I was in Vancouver for a conference for a few days last week. Pretty city – so nice to walk along the waterfront. Saw my lovely hipster niece. Brought to mind this Veronique Sanson song.

Peter Schjeldahl and Ada Calhoun

About two years ago, I posted about Ada Calhoun and one of her books here. At the time, I did not know that she was the daughter of Peter Schjeldahl, the art critic and essayist. He wrote a phenomenal essay about his cancer diagnosis three years ago and died last week. Only a month ago, I read Calhoun’s latest, Also a Poet, which was, in large part, a tribute to her father and their less-than-perfect relationship. She writes about the struggles of wishing you had had parents that were, for example, more attuned to you, prouder of you, but then also understanding this: you get what you get and good things can come from difficult bonds or even bonds that do not feel strong. Noteworthy for me that Schjeldahl was Norwegian-American. I recognized the unwillingness to praise one’s child, a trait my mother certainly demonstrated. I also recognized the frustration of having parents that seemed perfect (or close to it) to the outside world, while being only human at home. Rest in peace to Schjeldahl and may his daughter continue to write.

Dame Angela Lansbury

What a career – and yet Lansbury was never an A-List movie star, which shows you how stupid those rankings are and how silly Hollywood can be. The first time I saw her in a movie I was a kid, and it happened to be her first movie, Gaslight. I remember it well, because the movie scared me and she was wonderfully nasty. That she could hold her own against/wish Charles Boyer and Ingrid Bergman is quite something. She was a teenager. Another Lansbury performance that I love – I believe her third movie – is The Picture of Dorian Gray. In the film, she was the victim of the protagonist though in real life, she and Hurd Hatfield became firm friends.

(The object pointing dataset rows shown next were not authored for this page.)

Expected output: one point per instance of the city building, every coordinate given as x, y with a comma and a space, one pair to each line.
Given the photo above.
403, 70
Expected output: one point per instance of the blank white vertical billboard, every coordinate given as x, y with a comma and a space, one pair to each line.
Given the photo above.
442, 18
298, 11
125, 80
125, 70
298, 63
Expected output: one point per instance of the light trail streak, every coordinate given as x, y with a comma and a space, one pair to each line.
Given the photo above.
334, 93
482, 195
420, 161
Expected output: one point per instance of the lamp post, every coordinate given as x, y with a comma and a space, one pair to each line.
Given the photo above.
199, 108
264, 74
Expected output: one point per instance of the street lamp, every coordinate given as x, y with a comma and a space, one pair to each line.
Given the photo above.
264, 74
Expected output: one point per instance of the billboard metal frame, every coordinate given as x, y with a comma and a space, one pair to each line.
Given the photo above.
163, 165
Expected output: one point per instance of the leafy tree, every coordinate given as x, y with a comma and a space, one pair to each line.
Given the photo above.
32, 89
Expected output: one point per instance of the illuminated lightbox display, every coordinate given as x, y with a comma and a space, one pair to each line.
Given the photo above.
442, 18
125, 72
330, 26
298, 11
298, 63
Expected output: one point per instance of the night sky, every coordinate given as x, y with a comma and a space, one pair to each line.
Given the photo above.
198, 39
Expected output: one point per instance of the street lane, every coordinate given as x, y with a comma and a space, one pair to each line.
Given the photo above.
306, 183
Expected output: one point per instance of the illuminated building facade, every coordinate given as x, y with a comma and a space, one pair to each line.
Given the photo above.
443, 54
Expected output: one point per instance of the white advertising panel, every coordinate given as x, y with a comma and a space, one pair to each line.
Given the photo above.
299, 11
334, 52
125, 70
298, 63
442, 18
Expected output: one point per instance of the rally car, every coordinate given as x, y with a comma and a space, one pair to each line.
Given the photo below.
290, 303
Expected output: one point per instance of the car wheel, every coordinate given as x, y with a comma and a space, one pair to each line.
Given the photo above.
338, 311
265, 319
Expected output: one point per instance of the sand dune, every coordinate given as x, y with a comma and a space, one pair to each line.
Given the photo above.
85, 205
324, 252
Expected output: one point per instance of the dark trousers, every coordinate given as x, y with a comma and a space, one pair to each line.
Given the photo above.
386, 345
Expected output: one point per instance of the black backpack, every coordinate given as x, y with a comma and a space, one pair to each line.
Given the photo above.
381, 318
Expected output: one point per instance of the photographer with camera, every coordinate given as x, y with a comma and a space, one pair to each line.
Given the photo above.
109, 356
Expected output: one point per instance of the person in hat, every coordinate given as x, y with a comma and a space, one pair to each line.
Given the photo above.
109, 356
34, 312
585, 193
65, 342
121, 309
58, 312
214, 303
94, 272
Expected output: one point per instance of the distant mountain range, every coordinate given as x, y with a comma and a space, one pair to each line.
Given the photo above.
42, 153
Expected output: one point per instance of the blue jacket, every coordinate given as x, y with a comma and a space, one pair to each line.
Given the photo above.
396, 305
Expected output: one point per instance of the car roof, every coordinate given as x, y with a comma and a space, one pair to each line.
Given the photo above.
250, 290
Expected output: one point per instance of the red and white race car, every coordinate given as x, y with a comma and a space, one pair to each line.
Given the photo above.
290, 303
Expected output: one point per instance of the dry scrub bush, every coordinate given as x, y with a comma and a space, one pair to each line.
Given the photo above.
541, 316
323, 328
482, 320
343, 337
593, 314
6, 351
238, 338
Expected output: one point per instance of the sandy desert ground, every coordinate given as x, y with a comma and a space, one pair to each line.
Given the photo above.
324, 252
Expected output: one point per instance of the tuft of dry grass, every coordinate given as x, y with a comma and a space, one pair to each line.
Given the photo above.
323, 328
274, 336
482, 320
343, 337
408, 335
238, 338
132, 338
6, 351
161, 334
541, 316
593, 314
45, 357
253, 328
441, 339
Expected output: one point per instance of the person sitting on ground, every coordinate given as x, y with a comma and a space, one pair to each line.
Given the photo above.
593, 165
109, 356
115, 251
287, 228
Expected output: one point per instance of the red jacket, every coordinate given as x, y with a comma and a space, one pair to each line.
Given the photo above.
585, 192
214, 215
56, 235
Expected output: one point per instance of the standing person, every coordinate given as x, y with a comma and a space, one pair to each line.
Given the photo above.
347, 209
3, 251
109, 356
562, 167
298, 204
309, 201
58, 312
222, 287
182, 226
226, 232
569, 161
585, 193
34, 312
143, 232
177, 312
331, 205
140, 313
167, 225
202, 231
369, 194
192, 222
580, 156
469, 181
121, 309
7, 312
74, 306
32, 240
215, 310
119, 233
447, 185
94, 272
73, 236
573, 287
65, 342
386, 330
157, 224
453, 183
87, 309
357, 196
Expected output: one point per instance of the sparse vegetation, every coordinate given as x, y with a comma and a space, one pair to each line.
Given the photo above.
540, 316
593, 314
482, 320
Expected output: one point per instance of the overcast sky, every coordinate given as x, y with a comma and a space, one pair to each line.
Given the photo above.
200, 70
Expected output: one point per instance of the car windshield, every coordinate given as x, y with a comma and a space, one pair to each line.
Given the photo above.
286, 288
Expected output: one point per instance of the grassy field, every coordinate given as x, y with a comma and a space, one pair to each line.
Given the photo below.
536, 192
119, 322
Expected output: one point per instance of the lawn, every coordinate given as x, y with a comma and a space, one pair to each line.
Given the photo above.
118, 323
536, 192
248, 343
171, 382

He guest starred on Murder, She Wrote several times and she apparently convinced him to buy property near hers in Ireland.

Impossible to do her versatility justice – think of how wonderfully creepy she was in The Manchurian Candidate, for example. (She also played Elvis’ mother in Blue Hawaii – truly, a terrible film.) She had a remarkable stage career, as well. I mentioned Murder, She Wrote above – sue me, but I loved that series. So fun. There was a reason it was so successful and has such staying power. It is crazily popular in Italy, by the way.

FYI, I had a lovely aunt who looked so much like her. Obituary – of Lansbury, not my aunt – here.